Volto ao conteúdo das minhas recorrentes reflexões sobre o Tempo “Que Passa.”
Que ele passa, passa mesmo, mas o coloco entre aspas porque no passar do tempo o mais comum é ouvir não só como passa rápido mas como aceitar, em tempo real, no corpo, o fenômeno da finitude. Na verdade, sua percepção aguda nos atravessa enquanto temos a certeza de que existimos. Aceitá-lo como passageiro equivale a aceitar a nossa Existência neste mundo.
Até encerrar-se o domínio inocente sobre o tempo e seu fluxo natural, foquei em um hábito que preenche, até hoje, o conteúdo sensível dos objetos que conversam comigo. Este sentimento nasceu ao tomar conhecimento da ampulheta – intocada pelos adultos da casa, era eu que, por impulso, a desvirava a cada vez que passava pela vitrine de bibelôs. Observava, intrigada, a fina areia, muito branca, que se movia através de um buraquinho, de cima para baixo e, depois de virada, escorria num moto contínuo. Explicaram-me ser a contagem de minutos transcorridos. Hoje, apesar de não saber quantos minutos servem para cada tamanho de ampulheta, tenho certeza de que foi ali que nasceu meu sentimento de melancolia. Aprendi que o conteúdo de areia encapsulada na parte superior é o alvorecer e na inferior um entardecer. O buraquinho, minha vida escorrendo.
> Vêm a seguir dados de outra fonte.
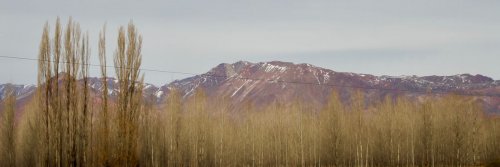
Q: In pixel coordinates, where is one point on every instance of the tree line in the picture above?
(69, 125)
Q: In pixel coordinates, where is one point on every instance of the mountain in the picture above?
(282, 82)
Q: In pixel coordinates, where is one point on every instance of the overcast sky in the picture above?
(381, 37)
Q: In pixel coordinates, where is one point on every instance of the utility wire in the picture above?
(276, 81)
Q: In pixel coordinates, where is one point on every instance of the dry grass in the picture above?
(62, 128)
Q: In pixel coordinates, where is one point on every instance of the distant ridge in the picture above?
(282, 82)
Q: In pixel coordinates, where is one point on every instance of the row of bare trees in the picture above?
(69, 125)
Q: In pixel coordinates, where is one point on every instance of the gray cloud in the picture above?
(392, 37)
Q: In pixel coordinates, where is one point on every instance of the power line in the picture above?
(274, 80)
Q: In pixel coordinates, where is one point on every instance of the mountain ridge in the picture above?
(276, 81)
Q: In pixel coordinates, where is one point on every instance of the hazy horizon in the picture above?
(387, 37)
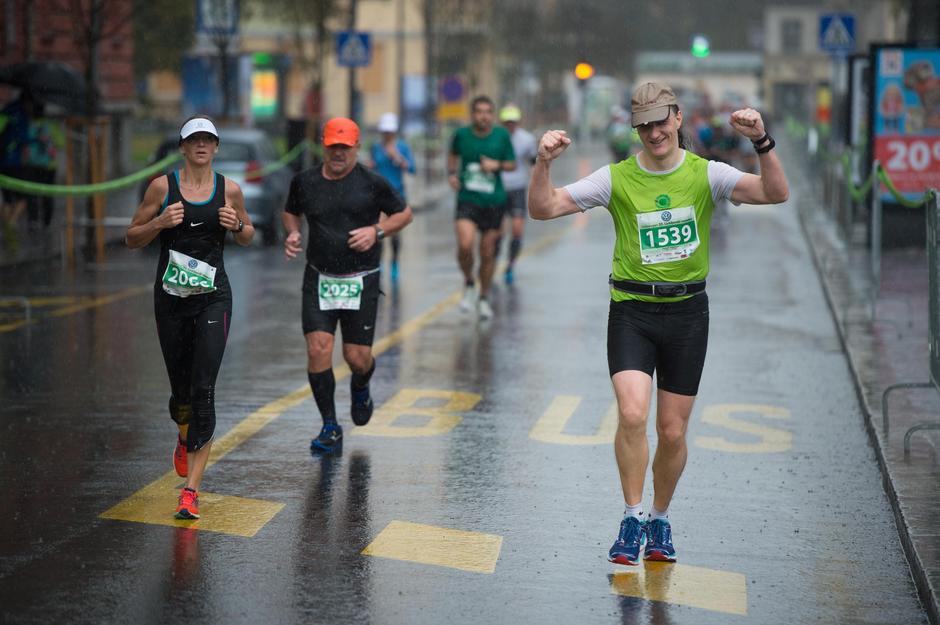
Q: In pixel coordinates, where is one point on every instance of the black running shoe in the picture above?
(329, 439)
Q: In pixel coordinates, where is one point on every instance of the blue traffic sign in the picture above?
(452, 89)
(837, 33)
(353, 48)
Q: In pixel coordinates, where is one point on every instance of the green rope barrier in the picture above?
(36, 188)
(858, 193)
(903, 201)
(56, 190)
(280, 163)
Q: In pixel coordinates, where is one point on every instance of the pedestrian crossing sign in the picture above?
(353, 48)
(837, 33)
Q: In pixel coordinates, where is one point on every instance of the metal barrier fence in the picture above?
(933, 323)
(841, 197)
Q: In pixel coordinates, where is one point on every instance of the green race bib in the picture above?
(340, 293)
(185, 276)
(668, 235)
(475, 179)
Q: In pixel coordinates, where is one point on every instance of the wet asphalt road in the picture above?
(484, 490)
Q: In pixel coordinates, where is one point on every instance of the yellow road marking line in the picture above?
(152, 503)
(681, 584)
(438, 546)
(220, 513)
(9, 327)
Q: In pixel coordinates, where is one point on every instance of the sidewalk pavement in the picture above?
(34, 242)
(886, 340)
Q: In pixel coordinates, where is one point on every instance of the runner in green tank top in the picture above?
(661, 201)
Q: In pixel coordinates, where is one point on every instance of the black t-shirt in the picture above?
(335, 207)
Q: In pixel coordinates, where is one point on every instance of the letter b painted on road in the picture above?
(439, 418)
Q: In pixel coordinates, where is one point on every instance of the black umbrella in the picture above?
(49, 81)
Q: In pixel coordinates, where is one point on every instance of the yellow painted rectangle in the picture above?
(438, 546)
(693, 586)
(156, 503)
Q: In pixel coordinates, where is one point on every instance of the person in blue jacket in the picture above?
(391, 158)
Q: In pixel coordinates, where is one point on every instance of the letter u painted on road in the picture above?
(771, 440)
(550, 426)
(439, 418)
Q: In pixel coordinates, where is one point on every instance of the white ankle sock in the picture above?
(657, 514)
(634, 511)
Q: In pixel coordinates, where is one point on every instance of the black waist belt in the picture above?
(658, 289)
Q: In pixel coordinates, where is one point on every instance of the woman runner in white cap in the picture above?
(192, 210)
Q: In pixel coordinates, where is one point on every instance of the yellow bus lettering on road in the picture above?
(439, 419)
(551, 425)
(771, 440)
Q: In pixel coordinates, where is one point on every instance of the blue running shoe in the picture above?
(626, 549)
(361, 409)
(329, 439)
(659, 541)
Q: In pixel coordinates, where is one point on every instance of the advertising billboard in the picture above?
(905, 113)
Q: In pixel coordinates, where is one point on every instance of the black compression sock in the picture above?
(515, 246)
(323, 385)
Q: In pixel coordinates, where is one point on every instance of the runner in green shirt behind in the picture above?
(478, 153)
(661, 201)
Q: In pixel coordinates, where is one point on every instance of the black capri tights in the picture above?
(193, 346)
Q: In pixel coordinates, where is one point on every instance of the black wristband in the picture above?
(767, 148)
(757, 142)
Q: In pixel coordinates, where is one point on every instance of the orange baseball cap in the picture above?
(342, 131)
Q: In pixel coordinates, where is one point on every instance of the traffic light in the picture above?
(583, 71)
(700, 46)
Os objetos possuem nome, tempo, idade, humor, constrangimento, solidão e endereço. São muitos e a maioria não passa pelo buraquinho da ampulheta pois não me pertencem. Por exemplo, a tábua de Moisés presenteada por Deus conta a sua história para os judeus e cristãos. O código de Hamurabi conta o primeiro alfabeto da história escrita, as pirâmides do Egito contam como escravos foram capazes de construir tumbas gigantescas sem os guindastes de hoje. Nos museus é possível datar cada peça exposta e conhecer a situação em que foi criada. Mas, as histórias e ou lendas verdadeiras não pertencem à nossa memória. A ela só pertencem os objetos que guardam os nossos segredos. São aqueles que desvendam nossa intimidade, a maneira de ser. É neles que reside nosso lugar e depositamos a confiança de que não falarão ao intruso.
Pelo buraquinho da ampulheta passaram as casas onde morei e moro hoje. Da casa grande, nos objetos trazidos do passado, recordo, até a altura do galho da árvore com os nomes inscritos dos meus avós e através deles, opacamente, dos meus bisavós. Minha memória não alcança mais longe, porém acredito que possuem as iniciais de uma família longeva. Eu os trouxe para morar em minhas mudanças de moradia, mesmo se a maioria não mais me contava histórias. Ocupavam seu lugar, porém mudos!
Recentemente mudei para uma casa na qual só cabe uma pessoa: eu!
No entardecer fui obrigada, aliviada, a me desfazer de muitos objetos que carreguei dos museus, da história e da família. O volume acumulado não passava pelo buraquinho da minha ampulheta, mas preservei alguns objetos para os meus filhos, aqueles com os quais conversei a vida toda. Foi neste movimento do tempo que entendi que a memória ancestral deles não tem como ser igual a minha.
A passagem da alvorada para o entardecer, apenas e tão somente, abriu passagem para as testemunhas da minha memória.